提升代码生成、执行反馈和自动修复能力。核心线索：Audio tokenizers serve as the discrete interface between continuous audio and Audio Language Models (ALMs), but existing tokenizers often struggle to support both understanding and generation. 代码/数据可用性需查看原文确认。

其他值得关注

Large AI Models in Dental Healthcare: From General-Purpose Systems to Domain-Specific Foundation Models：关注任务设置、指标和失效案例，适合补充模型评测与回归测试。

GloResNet: A lightweight 3D CNN with global topological features for preterm brain injury prediction：关注工具调用、执行反馈和可复用能力，适合跟进 Agent 工作流和工程可靠性。

MASER: Modality-Adaptive Specialist Routing for Embodied 3D Spatial Intelligence：关注工具调用、执行反馈和可复用能力，适合跟进 Agent 工作流和工程可靠性。

AgentRedBench: Dynamic Redteaming and Integration-Aware Defense for LLM Agents over SaaS Integrations：关注工具调用、执行反馈和可复用能力，适合跟进 Agent 工作流和工程可靠性。

OpenWebRL: Demystifying Online Multi-turn Reinforcement Learning for Visual Web Agents：关注工具调用、执行反馈和可复用能力，适合跟进 Agent 工作流和工程可靠性。

What Benchmarks Don't Measure: The Case for Evaluating Abstention Competence in Autonomous Agents：关注工具调用、执行反馈和可复用能力，适合跟进 Agent 工作流和工程可靠性。

ATLAS: A Large-Scale Evaluation Benchmark for Adversarial LiDAR Perception：关注检索、知识库问答与证据可靠性，适合跟进 RAG 评测和企业知识系统。

Tiny Collaborative Inference for Occlusion-Robust Object Detection：关注检索、知识库问答与证据可靠性，适合跟进 RAG 评测和企业知识系统。

Do Transformers Need Three Projections? Systematic Study of QKV Variants：关注推理成本、延迟、吞吐和部署约束，适合跟进系统优化。

Pathway-Structured Privileged Distillation for Deployable Computational Pathology：关注检索、知识库问答与证据可靠性，适合跟进 RAG 评测和企业知识系统。

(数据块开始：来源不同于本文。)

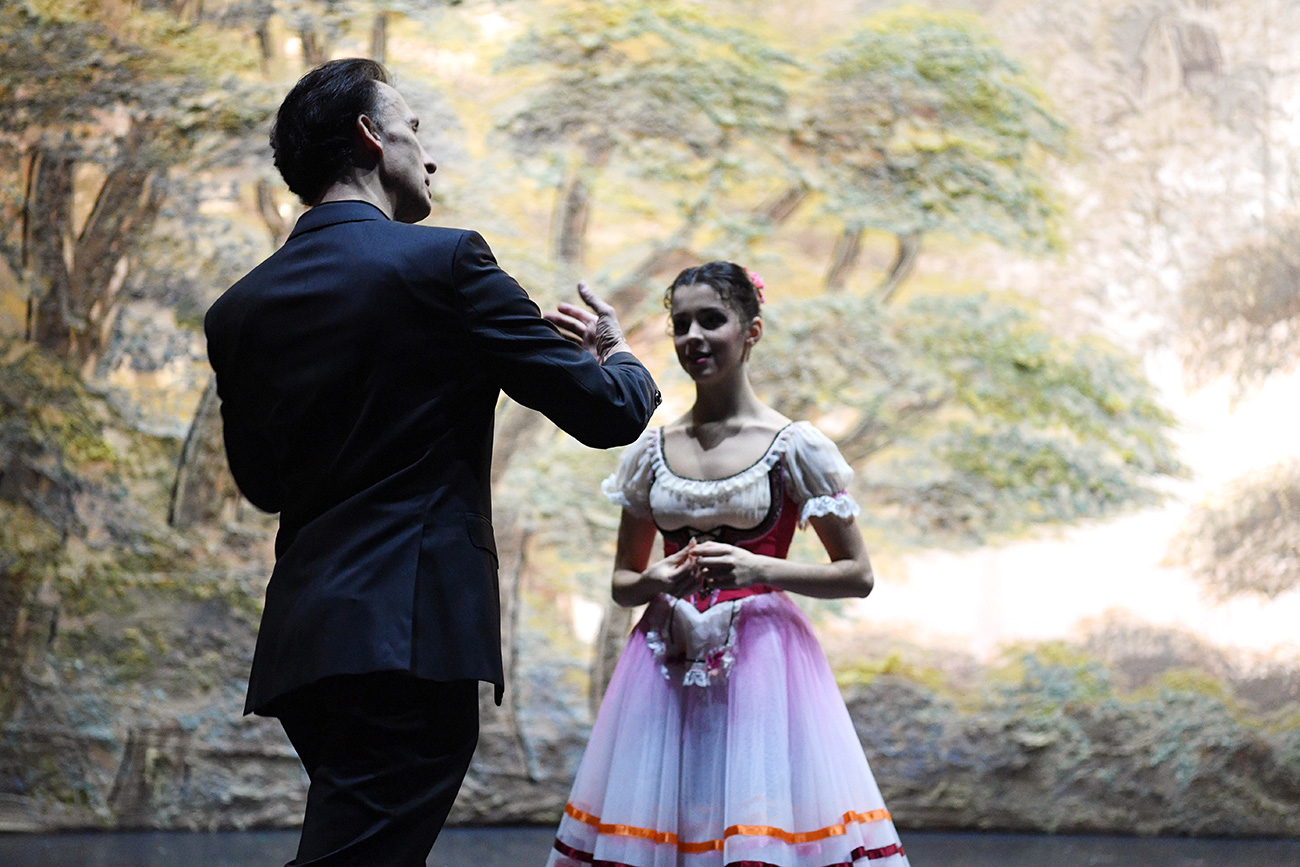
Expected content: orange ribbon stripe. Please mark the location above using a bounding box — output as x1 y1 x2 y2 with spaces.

RRISE: Robust Radius Inference via a Surrogate Estimator：关注任务设置、指标和失效案例，适合补充模型评测与回归测试。

Toward a Modular Architecture for Embedded AI Agent Systems at the Edge：关注工具调用、执行反馈和可复用能力，适合跟进 Agent 工作流和工程可靠性。

Which Defense Closes Which Threat? Attributing OWASP-LLM-Top-10 Coverage and Its Brittleness Under Paraphrasing：关注检索、知识库问答与证据可靠性，适合跟进 RAG 评测和企业知识系统。

Traj-Evolve: A Self-Evolving Multi-Agent System for Patient Trajectory Modeling in Lung Cancer Early Detection：关注工具调用、执行反馈和可复用能力，适合跟进 Agent 工作流和工程可靠性。

Acceptance-Test-Driven Evaluation Protocols for Business-Centric LLM Systems：关注工具调用、执行反馈和可复用能力，适合跟进 Agent 工作流和工程可靠性。

阅读边界

自动排序会偏向有社区信号、代码信号和工程关键词的论文。
简报默认基于标题、摘要和公开元数据，不替代全文精读。
外部 API 限流或不可用时，相关信号会降级为空并在内部记录中保留说明。